Captain Taylor’s modus operandi was laid out for the jury: the charming conversationalist who slipped drugs into men’s drinks then milked his hospital stature to play Florence Nightingale, taking them to his home where, with nobody to protect the victims, he could have his way with them. “That’s what predators do, is lead you into a false sense of comfort,” the prosecution clarified. “To Sergeant Sanders: ‘Sit Back.’ To Captain Beyersdorf: ‘Relax.’ How pitifully condescending from this arrogant rapist. How disgusting when their bodies can’t do anything but slip away. No one is sitting back and relaxing anymore. He’s been revealed for who he is, and the stories of six men have become one very painful experience. This was not a gay roundup. They were finding a serial rapist, and they found him.”
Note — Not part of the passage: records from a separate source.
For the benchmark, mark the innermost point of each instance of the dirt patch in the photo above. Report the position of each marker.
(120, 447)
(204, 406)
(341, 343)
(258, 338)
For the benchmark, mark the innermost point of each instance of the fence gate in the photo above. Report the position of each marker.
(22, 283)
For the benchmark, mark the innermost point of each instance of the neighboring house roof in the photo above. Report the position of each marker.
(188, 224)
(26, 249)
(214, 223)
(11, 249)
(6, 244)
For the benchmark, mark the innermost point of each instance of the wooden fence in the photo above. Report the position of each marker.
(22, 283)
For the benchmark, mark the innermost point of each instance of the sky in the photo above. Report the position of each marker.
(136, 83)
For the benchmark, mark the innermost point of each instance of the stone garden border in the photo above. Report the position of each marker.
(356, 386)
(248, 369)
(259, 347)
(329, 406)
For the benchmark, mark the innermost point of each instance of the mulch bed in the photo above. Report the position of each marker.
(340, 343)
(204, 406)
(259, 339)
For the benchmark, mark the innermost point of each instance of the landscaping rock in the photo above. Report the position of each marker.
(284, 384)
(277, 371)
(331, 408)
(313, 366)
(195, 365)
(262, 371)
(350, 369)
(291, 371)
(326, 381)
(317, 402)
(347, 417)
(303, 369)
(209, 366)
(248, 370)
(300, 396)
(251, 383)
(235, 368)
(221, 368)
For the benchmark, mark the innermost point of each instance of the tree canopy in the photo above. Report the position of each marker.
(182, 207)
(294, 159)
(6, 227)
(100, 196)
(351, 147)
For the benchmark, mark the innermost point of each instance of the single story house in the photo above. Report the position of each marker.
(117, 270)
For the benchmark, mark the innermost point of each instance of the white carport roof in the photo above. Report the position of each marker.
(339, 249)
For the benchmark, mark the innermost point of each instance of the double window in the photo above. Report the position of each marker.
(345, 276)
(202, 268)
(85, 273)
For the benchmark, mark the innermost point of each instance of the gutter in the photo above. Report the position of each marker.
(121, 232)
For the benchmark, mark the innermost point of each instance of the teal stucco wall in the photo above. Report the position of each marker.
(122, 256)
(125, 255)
The jury of 10 officers took seven hours to deliberate before finding Captain Taylor guilty on all counts. The accusers’ sex lives are still known only to themselves; as for reasonable doubt, “don’t ask, don’t tell” essentially mandates that it is not unreasonable to assume all soldiers are straight. When faced with a charge of “soldiering while gay,” there’s no telling what an officer might do under the gun.
During his interrogation by the sheriff’s office at his initial arrest, Captain Taylor was asked “Why would these people say these things about you?” The Air Force captain’s response: “Just look at them.” Looking is all the investigators and jury members could do. Because they couldn’t ask, and they just couldn’t tell.